The biggest perf improvement in Valkey, will be RDMA for the version 8 release. See https://github.com/valkey-io/valkey/pull/477#issuecomment-21...

The biggest per core "efficiency" improvement will come from RDMA, since IO tends to be the largest bottleneck in Redis (and now Valkey). However, if you are running with deep pipelines (sending multiple commands as a batch without waiting for responses from each commands) than the benefits of RDMA are pretty limited since the bottleneck is on command processing. Multithreading doesn't help much either.

One of the strategies that is being used in the multi-threading is using CPU memory prefetching to pull memory closing to the CPU so that we aren't stalling on fetching data from main memory while executing commands. We still want to try to apply these techniques without multi-threading to improve the efficiency of single or double core installations.

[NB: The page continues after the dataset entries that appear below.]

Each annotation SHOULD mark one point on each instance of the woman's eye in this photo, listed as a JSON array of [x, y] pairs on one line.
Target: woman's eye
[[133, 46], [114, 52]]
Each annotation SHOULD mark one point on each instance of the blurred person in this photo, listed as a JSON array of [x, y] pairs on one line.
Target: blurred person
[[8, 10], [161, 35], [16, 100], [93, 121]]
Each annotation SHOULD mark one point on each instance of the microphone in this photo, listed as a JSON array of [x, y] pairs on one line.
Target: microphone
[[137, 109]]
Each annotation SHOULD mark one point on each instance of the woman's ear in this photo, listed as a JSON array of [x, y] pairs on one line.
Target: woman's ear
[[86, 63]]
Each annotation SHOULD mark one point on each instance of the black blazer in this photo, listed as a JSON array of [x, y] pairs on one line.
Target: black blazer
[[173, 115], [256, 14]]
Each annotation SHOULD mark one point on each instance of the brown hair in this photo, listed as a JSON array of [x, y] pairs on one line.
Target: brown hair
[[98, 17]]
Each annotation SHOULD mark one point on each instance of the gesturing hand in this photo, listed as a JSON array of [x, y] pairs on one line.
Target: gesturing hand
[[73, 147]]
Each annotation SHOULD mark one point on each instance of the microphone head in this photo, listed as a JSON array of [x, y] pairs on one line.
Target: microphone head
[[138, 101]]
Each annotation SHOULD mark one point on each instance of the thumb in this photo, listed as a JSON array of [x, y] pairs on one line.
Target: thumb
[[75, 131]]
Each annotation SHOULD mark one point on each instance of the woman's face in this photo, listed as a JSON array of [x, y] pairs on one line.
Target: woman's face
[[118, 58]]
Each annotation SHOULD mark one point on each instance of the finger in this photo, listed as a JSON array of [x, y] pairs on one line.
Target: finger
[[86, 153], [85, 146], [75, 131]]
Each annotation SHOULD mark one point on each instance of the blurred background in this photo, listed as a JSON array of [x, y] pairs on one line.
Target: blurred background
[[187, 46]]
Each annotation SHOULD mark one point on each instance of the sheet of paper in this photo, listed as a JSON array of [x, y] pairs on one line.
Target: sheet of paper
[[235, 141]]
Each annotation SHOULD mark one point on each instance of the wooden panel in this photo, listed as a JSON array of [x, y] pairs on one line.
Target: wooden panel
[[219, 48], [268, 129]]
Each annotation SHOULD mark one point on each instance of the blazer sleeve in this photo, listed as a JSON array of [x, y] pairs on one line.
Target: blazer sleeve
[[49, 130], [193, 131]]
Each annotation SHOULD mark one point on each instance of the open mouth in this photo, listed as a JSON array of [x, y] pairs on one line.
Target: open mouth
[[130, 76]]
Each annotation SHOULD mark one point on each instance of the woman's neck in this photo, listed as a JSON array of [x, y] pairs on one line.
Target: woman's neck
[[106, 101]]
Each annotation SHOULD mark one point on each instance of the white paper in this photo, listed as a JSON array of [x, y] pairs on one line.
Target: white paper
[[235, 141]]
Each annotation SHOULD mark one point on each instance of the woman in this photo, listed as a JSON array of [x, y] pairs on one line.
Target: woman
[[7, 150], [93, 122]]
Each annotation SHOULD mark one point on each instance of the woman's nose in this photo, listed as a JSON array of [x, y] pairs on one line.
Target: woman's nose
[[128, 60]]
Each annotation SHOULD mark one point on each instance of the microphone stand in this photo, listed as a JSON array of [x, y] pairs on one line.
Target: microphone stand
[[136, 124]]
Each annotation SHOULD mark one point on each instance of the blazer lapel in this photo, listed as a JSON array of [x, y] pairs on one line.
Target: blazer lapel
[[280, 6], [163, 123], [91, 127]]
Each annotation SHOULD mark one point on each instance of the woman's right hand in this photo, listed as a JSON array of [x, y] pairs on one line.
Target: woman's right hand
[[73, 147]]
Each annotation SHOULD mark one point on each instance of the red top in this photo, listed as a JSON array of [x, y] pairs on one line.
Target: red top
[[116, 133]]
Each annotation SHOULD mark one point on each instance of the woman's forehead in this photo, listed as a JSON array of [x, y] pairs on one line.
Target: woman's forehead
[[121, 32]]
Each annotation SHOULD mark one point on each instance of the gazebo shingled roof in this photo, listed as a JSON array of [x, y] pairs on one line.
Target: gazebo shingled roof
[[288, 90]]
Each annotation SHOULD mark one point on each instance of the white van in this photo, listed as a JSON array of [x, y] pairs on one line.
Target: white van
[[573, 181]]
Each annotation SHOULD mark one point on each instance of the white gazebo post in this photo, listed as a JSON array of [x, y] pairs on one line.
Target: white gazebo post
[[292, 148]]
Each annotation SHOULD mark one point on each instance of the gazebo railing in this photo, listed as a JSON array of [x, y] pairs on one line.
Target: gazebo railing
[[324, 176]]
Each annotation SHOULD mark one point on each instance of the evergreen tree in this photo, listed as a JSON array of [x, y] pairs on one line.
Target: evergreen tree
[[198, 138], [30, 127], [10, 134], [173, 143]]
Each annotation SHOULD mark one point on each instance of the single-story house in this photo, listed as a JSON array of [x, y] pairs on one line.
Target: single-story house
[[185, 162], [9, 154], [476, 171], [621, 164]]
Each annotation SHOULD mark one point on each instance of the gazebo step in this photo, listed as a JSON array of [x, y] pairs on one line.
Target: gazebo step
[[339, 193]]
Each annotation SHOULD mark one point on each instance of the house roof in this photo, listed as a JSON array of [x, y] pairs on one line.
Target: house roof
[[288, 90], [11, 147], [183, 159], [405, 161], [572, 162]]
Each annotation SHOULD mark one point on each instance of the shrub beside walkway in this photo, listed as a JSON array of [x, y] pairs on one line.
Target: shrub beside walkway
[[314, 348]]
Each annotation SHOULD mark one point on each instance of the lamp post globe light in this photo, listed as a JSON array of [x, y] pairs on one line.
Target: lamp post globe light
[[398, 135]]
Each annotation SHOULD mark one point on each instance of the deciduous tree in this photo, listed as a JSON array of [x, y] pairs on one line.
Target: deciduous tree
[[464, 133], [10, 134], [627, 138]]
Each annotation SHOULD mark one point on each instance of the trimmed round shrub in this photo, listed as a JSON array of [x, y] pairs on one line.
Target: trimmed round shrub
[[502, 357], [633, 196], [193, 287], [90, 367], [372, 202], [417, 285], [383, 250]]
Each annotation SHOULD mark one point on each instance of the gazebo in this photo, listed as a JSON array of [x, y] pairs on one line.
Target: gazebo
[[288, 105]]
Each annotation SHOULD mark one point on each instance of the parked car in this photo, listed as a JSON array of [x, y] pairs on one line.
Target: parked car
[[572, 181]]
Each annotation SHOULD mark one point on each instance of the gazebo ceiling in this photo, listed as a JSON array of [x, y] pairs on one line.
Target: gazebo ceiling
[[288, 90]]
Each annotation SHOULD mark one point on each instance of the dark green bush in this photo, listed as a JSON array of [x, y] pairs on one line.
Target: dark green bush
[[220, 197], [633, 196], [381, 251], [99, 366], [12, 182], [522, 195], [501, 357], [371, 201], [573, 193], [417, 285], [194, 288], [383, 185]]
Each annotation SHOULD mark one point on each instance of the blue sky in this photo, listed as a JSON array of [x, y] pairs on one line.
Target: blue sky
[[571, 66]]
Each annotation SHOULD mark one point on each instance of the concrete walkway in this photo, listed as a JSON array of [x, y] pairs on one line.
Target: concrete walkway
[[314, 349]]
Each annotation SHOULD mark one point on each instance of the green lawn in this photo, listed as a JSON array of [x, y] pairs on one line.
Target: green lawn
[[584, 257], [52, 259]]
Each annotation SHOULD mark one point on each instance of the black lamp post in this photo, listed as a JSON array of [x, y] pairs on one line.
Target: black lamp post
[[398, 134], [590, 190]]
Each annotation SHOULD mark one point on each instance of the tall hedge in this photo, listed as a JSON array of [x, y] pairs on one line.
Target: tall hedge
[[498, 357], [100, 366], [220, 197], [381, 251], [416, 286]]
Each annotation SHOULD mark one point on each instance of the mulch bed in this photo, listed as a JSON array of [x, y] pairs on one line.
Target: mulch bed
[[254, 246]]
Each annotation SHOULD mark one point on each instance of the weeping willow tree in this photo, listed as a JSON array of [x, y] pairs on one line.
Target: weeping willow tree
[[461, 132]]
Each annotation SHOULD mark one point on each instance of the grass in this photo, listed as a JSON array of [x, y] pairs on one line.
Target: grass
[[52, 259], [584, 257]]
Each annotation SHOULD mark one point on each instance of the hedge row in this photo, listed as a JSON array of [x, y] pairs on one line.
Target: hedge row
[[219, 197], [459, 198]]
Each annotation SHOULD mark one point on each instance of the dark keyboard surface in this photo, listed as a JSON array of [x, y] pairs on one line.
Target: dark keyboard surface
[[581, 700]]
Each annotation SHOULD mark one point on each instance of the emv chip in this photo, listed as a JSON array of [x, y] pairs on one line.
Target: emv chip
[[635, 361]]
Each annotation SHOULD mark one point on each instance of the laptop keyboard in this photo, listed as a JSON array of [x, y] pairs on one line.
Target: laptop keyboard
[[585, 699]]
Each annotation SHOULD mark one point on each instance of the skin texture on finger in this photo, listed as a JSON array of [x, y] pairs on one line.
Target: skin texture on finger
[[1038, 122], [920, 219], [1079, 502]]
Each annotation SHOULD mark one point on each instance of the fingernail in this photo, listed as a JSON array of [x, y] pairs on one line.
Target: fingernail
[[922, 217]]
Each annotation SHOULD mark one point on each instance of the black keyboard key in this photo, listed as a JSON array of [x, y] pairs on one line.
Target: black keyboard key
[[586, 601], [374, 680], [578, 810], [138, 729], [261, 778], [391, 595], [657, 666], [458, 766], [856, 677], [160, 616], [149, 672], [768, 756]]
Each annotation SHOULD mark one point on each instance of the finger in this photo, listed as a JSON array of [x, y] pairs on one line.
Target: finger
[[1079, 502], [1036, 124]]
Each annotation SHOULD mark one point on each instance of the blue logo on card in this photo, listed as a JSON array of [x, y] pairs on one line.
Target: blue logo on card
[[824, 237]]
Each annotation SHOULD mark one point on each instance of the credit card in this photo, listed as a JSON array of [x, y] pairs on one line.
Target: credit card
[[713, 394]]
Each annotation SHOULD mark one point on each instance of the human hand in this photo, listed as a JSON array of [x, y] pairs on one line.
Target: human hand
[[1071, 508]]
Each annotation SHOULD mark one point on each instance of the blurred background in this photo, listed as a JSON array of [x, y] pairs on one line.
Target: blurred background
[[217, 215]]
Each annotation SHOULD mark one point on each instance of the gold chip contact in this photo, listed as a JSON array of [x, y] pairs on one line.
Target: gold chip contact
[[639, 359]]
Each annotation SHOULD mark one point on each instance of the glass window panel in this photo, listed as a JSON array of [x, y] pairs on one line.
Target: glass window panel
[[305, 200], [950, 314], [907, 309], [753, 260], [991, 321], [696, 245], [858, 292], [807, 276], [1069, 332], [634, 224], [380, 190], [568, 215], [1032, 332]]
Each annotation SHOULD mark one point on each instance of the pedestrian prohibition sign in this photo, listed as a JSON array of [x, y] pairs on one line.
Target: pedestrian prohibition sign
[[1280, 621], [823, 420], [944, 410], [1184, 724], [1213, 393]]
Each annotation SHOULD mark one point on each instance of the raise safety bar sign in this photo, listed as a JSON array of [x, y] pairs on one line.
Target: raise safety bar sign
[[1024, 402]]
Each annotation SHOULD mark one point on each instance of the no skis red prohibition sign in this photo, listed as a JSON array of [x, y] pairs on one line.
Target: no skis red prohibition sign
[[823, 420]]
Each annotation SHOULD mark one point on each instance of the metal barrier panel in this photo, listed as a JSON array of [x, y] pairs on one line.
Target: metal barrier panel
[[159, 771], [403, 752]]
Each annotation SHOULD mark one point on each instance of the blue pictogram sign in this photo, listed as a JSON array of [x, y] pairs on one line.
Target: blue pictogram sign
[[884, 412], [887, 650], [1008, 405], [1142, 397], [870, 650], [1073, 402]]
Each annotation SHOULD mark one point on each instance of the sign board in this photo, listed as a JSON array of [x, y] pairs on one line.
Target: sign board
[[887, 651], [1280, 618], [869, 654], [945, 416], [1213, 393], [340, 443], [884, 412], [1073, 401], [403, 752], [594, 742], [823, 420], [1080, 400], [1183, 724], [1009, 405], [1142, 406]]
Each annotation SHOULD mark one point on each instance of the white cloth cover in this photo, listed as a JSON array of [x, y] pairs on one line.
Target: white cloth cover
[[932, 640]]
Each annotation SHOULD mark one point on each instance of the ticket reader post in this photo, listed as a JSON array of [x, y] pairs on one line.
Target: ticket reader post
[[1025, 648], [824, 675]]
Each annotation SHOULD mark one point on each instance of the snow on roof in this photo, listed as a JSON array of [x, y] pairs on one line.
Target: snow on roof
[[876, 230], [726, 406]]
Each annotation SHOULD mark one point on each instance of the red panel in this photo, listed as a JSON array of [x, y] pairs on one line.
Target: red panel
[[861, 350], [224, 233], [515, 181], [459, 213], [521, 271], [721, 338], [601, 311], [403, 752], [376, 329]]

I'm guessing that RDMA only applies for performance benchmarks of clustered / sharded Redis setups right?

I would expect vertical scaling to have better performance for most use cases as you can get cheap servers with very large amounts of RAM and high number of CPU cores.


No, the thing about RDMA is that it significantly lowers latency and allows for copying of data without involving the cpu. If you use RoCE, you need advanced network switches that support PFC, ECN, DCBX that allows for lossless ethernet with the ability to pause frames to see any benefit. While lossy RoCE do work on newer generation of network interfaces, it comes with quirks and may not be any faster than TCP.

Of course multi-threaded is faster (more QPS) as long as there is no high contention for resources. Especially things like read-heavy workloads will see a big improvement. Single-threaded implementations have the advantage to be much simpler, robust and don't require synchronization.

https://thenewstack.io/valkey-is-a-different-kind-of-fork/ says "How much faster? A lot." but doesn't provide any data nor technical details

This is basically the original source of the claim, https://valkey.io/blog/unlock-one-million-rps/. We are working on a followup that goes more into depth about how to setup the benchmark so that is easier to reproduce.

Yes that was the one I remember, didn't remember it hadn't data :-(

I don't know if it's the multithreading, but keydb is a multithreaded fork of redis and in our benchmark it's very fast; often faster than the advertised 5x.